A grande questão é que no momento em que vivemos, onde a valorização do cabelo natural cresceu devido a forte militância negra nas redes sociais, as mães têm incentivado suas filhas a assumirem seus cabelos cacheados e se amarem como são desde cedo, o que torna este cenário extremamente positivo. A grande problemática disso tudo, é que muitas dessas mães, que querem incentivar suas filhas crespas a se amarem como são, ainda usam os seus cabelos alisados.
De acordo com a psicóloga Alba Dezan, a mãe, neste caso, tem um papel importantíssimo por duas questões: “Em primeiro lugar, ela é o primeiro modelo de identificação para a criança. O primeiro de todos! Identificação no cuidado, identificação no se vestir, identificação no desejo de ser como… Aquela história de que ‘quando eu crescer quero ser como a mamãe’. Em segundo lugar, há a questão da coerência do discurso. Ora, como dizer que o cabelo cacheado/crespo é bonito se ela mesma alisa o seu?Este pode ser um exemplo de mensagem ambígua, algo que é bastante prejudicial ao desenvolvimento da criança”.
Para a psicóloga, a fala é um método muito sofisticado de comunicação, que a criança demora muito para apreender completamente. E por isso a força que o exemplo tem no desenvolvimento e capacidade de interpretação desta criança. Neste aspecto, ele se torna a verdade absoluta, independente do que a mãe tente transmitir pela oratória. “A primeira linguagem entre uma mãe e seu bebê não é a linguagem verbal, mas sim a facial, através do rosto da mãe, do seu olhar. Por isso as palavras são menos importantes nesta relação. Dizemos que a criança se reconhece no rosto, no olhar da mãe, e porque não em suas atitudes”, finaliza.
Embora costumasse repetir todos os dias para Gabriela, sua filha de dois anos, o quanto os seus cachinhos eram lindos, Jéssica não conseguia entender o comportamento incessante da filha, que tentava alisar seu próprio cabelo com a chapinha de brinquedo todos os dias, e isso a deixava extremamente frustrada. E por isso percebeu que teria que assumir o próprio cabelo natural se quisesse que Gabriela gostasse do dela. Mas o mais difícil da transição não foi o processo em si, e sim os comentários maldosos que era obrigada a escutar: ” Me criticam por ter olhos claros e querer meu cabelo crespo, pois dizem que o liso combina mais comigo (…) Também já escutei pessoas falando assim: Você é você e a Gabriela é a Gabriela. Não tem que fazer as coisas por causa dela”.

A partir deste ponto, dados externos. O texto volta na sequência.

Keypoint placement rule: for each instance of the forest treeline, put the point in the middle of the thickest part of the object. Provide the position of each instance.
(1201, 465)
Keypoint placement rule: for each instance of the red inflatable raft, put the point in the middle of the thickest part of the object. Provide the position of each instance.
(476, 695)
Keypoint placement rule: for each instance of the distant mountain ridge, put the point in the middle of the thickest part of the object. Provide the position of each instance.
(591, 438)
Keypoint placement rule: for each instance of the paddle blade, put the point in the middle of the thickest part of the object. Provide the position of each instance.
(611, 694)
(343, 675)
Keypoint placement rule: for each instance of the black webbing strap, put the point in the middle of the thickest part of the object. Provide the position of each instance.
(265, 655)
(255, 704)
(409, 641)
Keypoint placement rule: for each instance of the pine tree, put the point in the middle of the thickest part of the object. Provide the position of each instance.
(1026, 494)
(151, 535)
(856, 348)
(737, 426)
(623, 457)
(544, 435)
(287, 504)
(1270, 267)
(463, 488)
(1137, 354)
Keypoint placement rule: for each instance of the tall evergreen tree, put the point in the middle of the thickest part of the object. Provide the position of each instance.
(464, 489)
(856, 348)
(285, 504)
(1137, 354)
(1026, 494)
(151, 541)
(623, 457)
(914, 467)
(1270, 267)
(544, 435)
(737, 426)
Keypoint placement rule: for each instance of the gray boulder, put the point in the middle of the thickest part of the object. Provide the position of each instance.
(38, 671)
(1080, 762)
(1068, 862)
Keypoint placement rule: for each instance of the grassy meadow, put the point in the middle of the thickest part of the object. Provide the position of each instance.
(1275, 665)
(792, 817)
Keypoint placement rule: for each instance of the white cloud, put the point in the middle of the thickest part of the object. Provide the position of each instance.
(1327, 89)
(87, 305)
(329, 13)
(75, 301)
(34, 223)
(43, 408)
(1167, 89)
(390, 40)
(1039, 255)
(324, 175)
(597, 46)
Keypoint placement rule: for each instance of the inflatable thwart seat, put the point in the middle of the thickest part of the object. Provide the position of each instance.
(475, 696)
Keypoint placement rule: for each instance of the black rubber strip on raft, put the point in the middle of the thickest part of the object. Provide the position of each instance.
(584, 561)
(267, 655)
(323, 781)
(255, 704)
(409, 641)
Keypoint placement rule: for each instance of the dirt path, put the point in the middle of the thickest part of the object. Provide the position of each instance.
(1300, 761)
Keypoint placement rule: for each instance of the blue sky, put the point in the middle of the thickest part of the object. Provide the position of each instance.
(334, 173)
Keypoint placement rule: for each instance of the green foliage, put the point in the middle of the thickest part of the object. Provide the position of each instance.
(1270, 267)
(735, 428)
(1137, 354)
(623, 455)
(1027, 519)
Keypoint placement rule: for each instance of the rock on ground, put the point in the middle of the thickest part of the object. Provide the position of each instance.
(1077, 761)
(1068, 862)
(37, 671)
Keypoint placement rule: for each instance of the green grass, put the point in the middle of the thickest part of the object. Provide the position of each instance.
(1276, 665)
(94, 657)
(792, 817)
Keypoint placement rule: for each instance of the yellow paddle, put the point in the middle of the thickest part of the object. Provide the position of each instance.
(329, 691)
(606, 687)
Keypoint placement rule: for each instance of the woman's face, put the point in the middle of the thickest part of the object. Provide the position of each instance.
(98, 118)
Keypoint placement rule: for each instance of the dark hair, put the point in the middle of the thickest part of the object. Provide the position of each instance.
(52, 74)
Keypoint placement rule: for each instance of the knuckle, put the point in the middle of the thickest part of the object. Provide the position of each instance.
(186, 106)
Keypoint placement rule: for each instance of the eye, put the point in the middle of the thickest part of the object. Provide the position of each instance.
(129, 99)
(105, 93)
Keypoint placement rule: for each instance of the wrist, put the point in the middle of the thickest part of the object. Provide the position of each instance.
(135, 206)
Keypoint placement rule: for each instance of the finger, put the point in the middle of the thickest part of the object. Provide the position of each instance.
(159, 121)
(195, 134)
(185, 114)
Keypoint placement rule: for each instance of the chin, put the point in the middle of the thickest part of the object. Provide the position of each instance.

E mesmo com toda a torcida negativa e quase sucumbindo a uma nova progressiva, Jéssica conseguiu se manter forte quando conheceu o projeto da fotógrafa Carolina Castro, o Alisa não, mãe! onde sua filha ganhou um ensaio personalizado em prol do seu cabelo crespo natural. Um trabalho lindo que foca no empoderamento de mães e filhas, além de denunciar o preconceito vigente.
Após participar do projeto, Gabriela tomou a iniciativa de jogar sua chapinha de brinquedo fora, afirmando que aquilo estragava os cachinhos. E toda vez que Jéssica pensa em desistir da transição, a pequena entra em ação: “Ela segura nas suas mãos pequeninas parte do meu cabelo que já enrola e me diz: – Tá lindo seu cachinho mamãe! E isso me dá forças para continuar. Quero me tornar forte para fazer da minha filha uma mulher forte também, porque eu sei que vai haver preconceito, e quando esse dia chegar, quero pegar na mão dela e dizer: estou com você filha.”
Rayniena Aparecida Alves Silva, de 27 anos, começou a alisar seus cabelos após ter que engolir inúmeras manifestações preconceituosas, desde a infância, apenas por ostentar um cabelo crespo: “Me lembro que a colega da escola que sentava atrás de mim, pintava o dedo com tinta vermelha pra falar que tinha espetado no meu cabelo, que segundo ela, era uma ‘palha de aço'”.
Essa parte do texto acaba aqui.